In Ohio, it doesn’t matter if an accuser remains free of HIV.
Our patients can still be convicted of a felony. These laws target and punish the very people who took charge of their health, got tested and are taking HIV treatment for their health and the protection of others.
The good news is that we can move Ohio closer to ending the HIV epidemic by:
- Promoting and normalizing HIV testing to eliminate disinformation and stigma and to ensure that everyone knows their HIV status to take charge of their health.
- Offering people who test negative access to preventive measures such as PrEP.
- Helping people who test positive for HIV to start treatment as soon as possible to keep the virus undetectable to stay healthy, without fear of transmitting HIV to their partners.

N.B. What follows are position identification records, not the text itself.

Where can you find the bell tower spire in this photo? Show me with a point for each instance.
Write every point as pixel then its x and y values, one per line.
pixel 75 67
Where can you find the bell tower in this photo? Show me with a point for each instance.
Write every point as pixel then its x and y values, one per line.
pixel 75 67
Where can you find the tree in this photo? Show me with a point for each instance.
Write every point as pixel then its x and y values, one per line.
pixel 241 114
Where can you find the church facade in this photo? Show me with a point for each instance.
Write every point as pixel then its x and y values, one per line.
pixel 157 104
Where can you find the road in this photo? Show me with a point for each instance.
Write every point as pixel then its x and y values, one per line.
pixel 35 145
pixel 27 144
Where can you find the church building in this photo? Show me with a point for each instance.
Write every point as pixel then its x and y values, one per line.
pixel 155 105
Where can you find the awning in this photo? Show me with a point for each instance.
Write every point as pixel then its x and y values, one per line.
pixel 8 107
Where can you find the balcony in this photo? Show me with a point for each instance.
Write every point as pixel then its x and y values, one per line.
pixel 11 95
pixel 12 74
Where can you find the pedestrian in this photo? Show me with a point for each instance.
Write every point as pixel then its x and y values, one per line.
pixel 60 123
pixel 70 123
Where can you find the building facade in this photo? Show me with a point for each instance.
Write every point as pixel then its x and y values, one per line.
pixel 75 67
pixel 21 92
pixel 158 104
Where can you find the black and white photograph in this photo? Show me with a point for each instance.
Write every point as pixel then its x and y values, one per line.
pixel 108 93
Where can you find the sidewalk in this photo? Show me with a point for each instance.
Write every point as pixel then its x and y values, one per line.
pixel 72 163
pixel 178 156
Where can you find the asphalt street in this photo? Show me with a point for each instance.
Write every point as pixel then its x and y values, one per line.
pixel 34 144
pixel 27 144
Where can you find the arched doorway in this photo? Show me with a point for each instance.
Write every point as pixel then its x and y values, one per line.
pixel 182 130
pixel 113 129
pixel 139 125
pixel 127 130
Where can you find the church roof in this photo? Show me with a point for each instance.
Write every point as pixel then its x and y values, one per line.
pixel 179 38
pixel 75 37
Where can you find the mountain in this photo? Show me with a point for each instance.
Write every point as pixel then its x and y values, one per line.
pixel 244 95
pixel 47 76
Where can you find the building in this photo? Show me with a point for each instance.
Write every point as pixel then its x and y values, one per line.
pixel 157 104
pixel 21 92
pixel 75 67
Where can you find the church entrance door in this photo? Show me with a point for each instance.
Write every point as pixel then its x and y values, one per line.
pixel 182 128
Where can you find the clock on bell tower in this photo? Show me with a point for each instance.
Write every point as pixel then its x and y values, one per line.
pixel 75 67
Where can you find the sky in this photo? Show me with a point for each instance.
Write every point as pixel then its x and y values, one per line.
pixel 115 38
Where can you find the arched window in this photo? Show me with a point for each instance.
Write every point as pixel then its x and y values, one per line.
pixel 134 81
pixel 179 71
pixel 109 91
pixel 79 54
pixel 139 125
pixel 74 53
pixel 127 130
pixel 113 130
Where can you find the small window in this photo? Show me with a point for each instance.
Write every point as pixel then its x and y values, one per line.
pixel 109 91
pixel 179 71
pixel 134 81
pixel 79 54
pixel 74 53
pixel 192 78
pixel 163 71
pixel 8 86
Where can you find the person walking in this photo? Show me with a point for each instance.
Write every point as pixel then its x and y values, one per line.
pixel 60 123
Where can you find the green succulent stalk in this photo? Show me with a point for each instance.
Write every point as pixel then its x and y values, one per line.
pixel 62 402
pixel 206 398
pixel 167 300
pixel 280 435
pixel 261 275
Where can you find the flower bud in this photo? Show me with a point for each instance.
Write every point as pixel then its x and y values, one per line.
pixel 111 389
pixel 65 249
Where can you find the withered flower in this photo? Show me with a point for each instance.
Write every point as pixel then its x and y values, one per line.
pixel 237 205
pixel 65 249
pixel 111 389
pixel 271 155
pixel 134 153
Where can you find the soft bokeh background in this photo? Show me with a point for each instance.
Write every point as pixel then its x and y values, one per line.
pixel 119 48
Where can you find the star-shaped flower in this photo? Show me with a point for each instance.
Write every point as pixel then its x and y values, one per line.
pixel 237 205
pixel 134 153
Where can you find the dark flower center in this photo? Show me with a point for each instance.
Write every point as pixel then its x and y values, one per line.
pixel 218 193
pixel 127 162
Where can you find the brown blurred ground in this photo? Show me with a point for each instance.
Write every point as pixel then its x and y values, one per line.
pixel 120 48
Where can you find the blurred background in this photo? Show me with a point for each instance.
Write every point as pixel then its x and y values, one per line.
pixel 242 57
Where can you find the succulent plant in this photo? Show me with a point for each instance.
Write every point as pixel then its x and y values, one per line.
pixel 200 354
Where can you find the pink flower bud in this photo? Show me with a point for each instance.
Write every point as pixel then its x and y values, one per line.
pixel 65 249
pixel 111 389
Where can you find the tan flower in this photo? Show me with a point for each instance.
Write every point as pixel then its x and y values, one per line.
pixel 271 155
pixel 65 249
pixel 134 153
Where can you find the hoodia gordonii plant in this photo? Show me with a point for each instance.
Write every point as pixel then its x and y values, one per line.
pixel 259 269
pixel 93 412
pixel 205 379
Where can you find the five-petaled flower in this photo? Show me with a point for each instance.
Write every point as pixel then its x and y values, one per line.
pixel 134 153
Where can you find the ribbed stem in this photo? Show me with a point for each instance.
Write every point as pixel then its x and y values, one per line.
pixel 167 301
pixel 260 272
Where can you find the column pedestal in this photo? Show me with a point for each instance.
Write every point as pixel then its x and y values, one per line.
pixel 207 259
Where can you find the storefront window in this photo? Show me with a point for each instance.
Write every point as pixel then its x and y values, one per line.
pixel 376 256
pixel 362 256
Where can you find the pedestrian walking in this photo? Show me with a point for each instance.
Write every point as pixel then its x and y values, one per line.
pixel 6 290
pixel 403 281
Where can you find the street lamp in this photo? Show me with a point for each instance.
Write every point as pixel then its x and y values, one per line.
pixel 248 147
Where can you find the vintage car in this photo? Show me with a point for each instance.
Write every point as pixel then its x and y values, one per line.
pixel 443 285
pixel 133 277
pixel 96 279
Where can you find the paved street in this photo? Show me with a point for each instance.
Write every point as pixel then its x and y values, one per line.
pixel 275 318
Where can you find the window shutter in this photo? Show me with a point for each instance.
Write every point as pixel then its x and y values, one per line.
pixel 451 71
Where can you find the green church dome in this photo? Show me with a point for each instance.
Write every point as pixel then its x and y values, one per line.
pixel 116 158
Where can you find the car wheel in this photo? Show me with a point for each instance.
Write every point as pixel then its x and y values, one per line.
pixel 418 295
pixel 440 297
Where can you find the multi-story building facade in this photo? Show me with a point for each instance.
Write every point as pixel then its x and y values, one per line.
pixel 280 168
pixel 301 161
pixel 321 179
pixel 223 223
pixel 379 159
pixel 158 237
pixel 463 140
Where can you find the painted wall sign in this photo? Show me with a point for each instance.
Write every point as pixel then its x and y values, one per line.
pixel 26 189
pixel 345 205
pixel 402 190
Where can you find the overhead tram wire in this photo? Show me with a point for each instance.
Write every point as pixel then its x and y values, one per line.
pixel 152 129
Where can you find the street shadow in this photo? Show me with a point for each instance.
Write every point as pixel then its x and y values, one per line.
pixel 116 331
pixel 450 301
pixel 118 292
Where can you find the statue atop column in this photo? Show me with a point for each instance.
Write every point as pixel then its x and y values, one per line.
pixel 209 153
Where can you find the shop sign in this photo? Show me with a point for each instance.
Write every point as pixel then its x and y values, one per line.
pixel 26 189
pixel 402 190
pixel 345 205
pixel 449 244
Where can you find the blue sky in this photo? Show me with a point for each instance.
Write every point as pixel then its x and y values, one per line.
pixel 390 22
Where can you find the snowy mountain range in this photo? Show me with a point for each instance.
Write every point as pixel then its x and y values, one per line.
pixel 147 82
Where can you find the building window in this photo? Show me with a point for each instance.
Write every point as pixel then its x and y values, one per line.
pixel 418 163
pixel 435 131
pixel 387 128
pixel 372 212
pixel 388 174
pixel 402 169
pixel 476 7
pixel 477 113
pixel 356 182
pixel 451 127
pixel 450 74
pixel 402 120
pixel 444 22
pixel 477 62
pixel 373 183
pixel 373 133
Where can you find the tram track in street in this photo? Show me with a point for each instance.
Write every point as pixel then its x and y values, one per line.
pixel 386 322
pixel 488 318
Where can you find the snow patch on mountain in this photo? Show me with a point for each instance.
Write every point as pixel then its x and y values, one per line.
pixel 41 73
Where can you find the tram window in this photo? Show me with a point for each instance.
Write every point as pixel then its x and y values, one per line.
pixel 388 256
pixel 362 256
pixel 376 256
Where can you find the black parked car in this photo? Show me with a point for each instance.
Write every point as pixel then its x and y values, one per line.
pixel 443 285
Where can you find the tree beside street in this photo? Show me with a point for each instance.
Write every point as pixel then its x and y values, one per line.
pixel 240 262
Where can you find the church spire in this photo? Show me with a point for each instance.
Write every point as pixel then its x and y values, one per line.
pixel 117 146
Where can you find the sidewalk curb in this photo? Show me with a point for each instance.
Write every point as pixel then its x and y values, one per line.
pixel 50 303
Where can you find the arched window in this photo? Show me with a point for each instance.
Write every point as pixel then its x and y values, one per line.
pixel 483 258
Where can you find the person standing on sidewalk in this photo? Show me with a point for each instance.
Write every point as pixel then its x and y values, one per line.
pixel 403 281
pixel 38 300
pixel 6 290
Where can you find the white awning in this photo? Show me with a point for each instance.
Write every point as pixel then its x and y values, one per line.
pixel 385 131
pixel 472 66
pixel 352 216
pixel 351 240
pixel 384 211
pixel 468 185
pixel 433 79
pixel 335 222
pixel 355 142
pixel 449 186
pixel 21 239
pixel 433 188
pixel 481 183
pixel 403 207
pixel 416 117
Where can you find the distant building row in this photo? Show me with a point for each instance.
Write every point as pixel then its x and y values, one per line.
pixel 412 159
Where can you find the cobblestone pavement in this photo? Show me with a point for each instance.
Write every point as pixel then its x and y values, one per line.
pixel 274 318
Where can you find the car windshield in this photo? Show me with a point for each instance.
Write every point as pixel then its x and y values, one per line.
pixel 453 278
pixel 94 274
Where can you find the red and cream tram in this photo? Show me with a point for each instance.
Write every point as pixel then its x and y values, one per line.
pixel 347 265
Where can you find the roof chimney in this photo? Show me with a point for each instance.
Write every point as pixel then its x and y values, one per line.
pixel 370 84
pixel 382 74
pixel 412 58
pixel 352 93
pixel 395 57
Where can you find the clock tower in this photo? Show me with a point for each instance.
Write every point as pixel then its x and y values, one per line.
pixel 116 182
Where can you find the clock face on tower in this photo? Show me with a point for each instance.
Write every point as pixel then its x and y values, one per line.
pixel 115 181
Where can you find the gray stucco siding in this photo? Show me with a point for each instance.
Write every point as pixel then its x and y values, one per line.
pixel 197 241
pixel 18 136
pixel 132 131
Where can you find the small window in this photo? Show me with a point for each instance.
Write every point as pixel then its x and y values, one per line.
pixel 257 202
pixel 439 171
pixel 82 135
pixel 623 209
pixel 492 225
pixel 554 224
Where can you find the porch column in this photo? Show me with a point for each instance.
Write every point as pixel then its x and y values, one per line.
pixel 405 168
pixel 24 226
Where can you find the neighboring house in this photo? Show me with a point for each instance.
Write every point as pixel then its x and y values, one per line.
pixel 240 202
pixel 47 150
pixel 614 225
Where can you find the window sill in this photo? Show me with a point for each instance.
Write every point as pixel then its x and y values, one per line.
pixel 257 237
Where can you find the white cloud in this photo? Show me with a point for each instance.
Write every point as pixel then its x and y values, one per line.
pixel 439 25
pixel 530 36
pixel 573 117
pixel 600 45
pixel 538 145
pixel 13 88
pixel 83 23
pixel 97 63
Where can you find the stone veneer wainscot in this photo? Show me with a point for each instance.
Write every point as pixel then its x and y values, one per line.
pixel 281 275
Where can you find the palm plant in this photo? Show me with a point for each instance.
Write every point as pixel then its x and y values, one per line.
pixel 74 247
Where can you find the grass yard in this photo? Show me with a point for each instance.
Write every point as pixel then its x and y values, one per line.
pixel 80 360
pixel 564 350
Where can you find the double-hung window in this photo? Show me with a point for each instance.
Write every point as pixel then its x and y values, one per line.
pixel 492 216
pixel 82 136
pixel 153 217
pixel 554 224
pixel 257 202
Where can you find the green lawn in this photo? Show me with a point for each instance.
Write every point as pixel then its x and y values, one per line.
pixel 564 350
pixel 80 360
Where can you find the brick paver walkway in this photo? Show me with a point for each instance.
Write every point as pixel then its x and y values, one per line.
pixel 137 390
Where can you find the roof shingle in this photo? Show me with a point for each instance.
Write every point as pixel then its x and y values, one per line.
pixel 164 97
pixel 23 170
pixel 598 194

These effective evidence-based strategies will work if we eliminate barriers including the unfair HIV laws that make living with HIV a crime.
We have joined the effort to modernize Ohio HIV laws and align them with the science to keep innocent people from being charged.
Prosecutors will still have the tools to punish people who act irresponsibly but barriers to people getting tested and treated for HIV will be removed.
Dr. Carlos Malvestutto is an associate professor in the Division of Infectious Diseases at The Ohio State University’s Wexner Medical Center. He holds a master’s degree in public health. Dr. Michael Para is a professor in the division.